Others think it's simply a matter of investors getting out because they're already made big money on Apple. Even after the five-day decline, which brought Apple's share price down from $636 to $586 as of Monday afternoon, the stock of the world's most valuable company is still up about 45 percent for the year.

"It's had a huge run," said Burt White, chief investment officer of LPL Financial in Boston. "Some investors probably said, 'Might as well take some profits.'"

Apple reports quarterly earnings on April 24.

Tech stocks fell the most of any group in the S&P 500, 3.6 percent. Utilities, consumer staples and financials all rose more than 2 percent.

Google, which makes up 3.5 percent of the Nasdaq composite index, was down for the second day in a row. The company went to trial Monday with Oracle, which accuses Google of copyright infringements related to its Android phone. Late Friday, the government fined Google for allegedly blocking an investigation into Google's data collection of street-level images for mapping.

Apple makes up more than 4 percent of the S&P 500. Along with IBM and Microsoft, it makes up more than 8 percent of the index, according to estimates by Sam Stovall, chief equity strategist of S&P Capital IQ. Stovall, who refers to a decline in Apple stock as "a Newtonian event," points out that that's the equivalent of the index's smallest 192 companies.

The Dow, which doesn't include Apple or Google, was up 0.9 percent at 12,961.

The Standard & Poor's 500 wavered between small gains and losses most of the day and was up four points at 1,374. The Nasdaq lost as much as 35 points and was down 15 points in the early afternoon to 2,996, below the closely watched 3,000 mark.

The Dow was driven higher by a stronger-than-expected report about March retail sales. The government reported that sales rose 0.8 percent in March compared to the previous month, twice was analysts had been expecting.

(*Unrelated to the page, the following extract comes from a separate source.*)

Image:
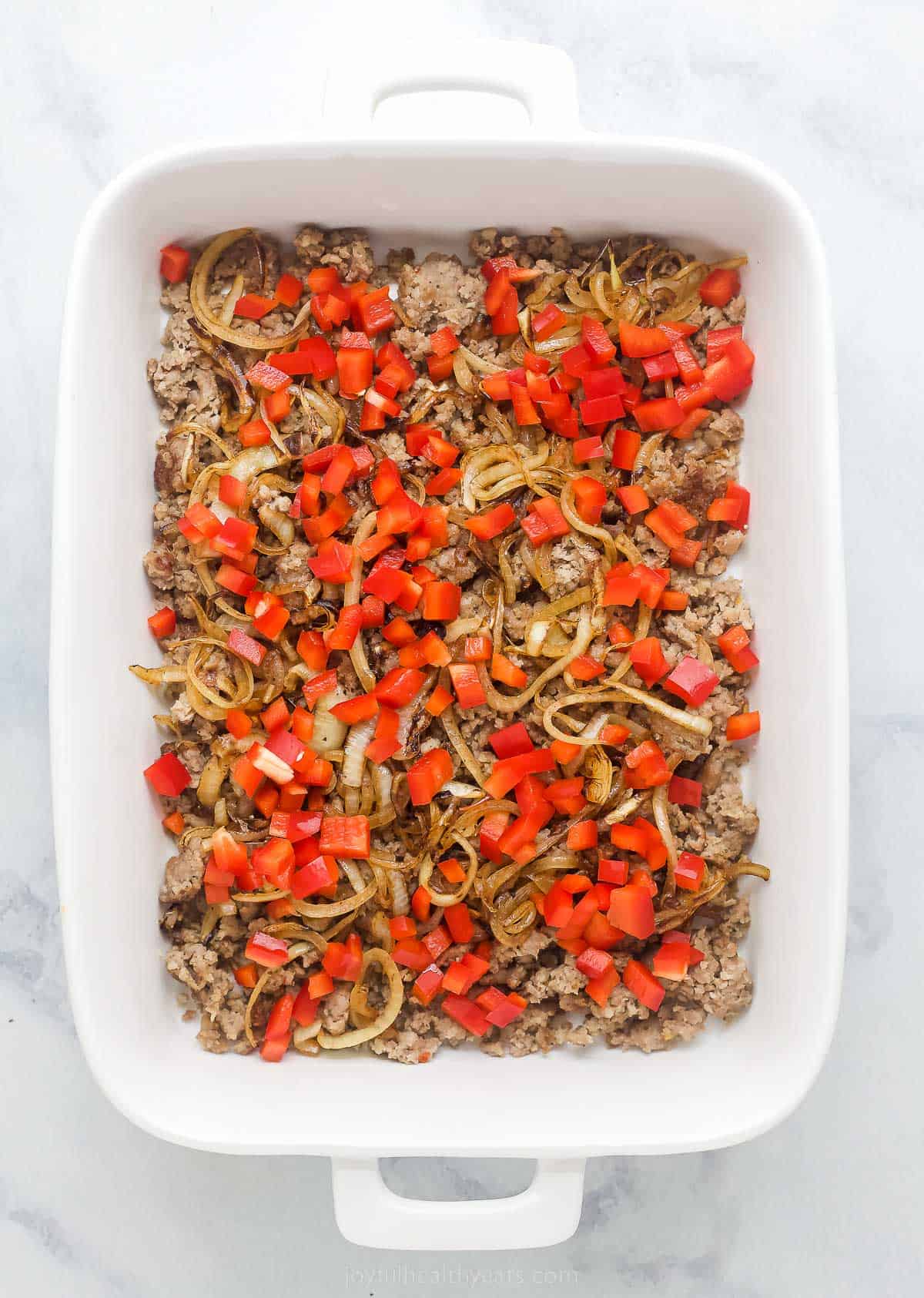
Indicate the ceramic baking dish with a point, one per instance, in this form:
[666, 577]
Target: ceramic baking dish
[731, 1084]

Skeptics noted that the results were still less than February's 1 percent increase, and they wondered if the results were a quirk of the mild winter, rather than a sign of recovery. The category that enjoyed the biggest jump was the seasonally-driven building materials, at 3 percent. Because people are buying lawn mowers and other warm-weather goods earlier in the year, that could mean those sales will soon peter out rather than provide the usual jump later in the spring.

"It's nice to see the retail sales were strong, but it's one month and it's one data point and it's not even the biggest data point," said Ryan Detrick, senior technical strategist at Schaeffer's Investment Research in Cincinnati. "Honestly, jobs are much more important."

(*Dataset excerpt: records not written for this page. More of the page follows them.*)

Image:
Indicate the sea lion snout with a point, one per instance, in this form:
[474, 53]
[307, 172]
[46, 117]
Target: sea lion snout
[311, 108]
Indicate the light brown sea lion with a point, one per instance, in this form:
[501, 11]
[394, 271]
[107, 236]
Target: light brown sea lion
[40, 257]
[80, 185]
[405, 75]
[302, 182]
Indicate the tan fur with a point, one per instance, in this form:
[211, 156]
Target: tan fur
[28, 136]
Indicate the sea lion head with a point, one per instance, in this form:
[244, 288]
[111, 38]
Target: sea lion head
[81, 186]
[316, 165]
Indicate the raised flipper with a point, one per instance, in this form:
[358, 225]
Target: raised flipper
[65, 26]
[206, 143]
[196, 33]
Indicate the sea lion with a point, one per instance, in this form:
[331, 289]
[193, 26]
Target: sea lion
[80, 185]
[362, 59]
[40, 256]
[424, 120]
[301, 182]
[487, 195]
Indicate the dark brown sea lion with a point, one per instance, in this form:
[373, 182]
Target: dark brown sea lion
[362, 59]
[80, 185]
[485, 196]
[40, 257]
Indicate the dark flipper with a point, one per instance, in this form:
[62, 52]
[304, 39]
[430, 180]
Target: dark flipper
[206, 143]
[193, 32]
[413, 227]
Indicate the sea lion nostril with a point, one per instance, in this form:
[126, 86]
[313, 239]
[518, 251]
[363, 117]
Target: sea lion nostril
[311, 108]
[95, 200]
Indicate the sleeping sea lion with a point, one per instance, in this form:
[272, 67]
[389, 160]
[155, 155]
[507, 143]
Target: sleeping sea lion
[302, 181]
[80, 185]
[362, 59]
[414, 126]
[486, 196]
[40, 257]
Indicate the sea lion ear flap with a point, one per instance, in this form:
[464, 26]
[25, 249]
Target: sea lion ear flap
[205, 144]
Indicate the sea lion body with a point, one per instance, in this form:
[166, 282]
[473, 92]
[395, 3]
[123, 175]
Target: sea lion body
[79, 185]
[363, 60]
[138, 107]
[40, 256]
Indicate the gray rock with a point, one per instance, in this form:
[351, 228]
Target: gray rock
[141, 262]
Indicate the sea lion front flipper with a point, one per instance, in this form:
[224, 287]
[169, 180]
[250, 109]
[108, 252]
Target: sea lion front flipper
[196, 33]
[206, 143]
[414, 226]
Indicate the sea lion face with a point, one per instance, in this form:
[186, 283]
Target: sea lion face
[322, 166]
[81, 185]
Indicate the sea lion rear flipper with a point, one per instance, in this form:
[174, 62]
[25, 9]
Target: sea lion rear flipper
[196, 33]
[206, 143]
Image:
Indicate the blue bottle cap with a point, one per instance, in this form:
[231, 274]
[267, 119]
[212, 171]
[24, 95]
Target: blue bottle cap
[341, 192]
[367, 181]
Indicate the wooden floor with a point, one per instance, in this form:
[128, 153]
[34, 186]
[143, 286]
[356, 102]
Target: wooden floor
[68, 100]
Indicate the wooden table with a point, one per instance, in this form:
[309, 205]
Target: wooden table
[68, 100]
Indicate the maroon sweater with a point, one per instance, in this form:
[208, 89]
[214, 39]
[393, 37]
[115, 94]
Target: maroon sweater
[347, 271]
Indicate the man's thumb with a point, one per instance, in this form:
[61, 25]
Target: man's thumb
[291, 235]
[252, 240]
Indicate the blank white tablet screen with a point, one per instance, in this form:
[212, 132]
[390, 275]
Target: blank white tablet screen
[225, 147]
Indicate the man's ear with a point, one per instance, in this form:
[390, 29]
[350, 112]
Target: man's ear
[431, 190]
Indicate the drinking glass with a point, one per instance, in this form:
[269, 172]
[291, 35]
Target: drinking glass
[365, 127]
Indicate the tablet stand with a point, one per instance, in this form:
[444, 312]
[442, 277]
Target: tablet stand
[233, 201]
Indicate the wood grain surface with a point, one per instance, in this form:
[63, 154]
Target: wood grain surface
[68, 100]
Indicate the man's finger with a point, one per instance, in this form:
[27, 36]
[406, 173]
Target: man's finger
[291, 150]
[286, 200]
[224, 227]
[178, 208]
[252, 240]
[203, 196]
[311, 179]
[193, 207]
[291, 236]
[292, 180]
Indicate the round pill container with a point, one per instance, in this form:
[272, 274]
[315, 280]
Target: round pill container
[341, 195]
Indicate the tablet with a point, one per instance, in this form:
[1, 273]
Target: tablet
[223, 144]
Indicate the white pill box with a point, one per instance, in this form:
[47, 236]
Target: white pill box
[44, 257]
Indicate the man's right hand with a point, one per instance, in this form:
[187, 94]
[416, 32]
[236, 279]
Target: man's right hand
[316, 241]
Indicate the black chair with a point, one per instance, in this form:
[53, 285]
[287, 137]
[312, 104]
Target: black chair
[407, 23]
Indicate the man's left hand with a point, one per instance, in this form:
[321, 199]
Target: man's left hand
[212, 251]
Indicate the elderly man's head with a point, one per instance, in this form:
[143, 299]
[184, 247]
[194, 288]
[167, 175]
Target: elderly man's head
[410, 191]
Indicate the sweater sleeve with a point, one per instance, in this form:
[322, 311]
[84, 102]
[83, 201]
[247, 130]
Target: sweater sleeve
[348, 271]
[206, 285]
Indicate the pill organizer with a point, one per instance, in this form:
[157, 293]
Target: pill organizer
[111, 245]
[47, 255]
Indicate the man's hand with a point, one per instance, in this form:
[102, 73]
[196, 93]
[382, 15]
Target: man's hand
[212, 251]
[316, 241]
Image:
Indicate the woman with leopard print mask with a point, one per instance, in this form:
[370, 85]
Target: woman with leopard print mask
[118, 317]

Earlier this month, the government reported that the U.S. added only 120,000 jobs in March, about half the pace of the previous three months.

Signs that Europe's debt crisis could reignite have also hurt stocks. On Monday Spain's borrowing costs climbed above the closely watched 6 percent mark, which means investors are worried about the country's ability to pay its debts. Seven percent is usually considered the rate at which a country can no longer raise money. Sweden cuts its economic forecast for the year, saying that the euro zone's problems were spreading its way.

The yield on the 10-year Treasury note fell to 1.97 percent. That means investors are plowing money into government bonds, which they tend to do when they're nervous about the economy.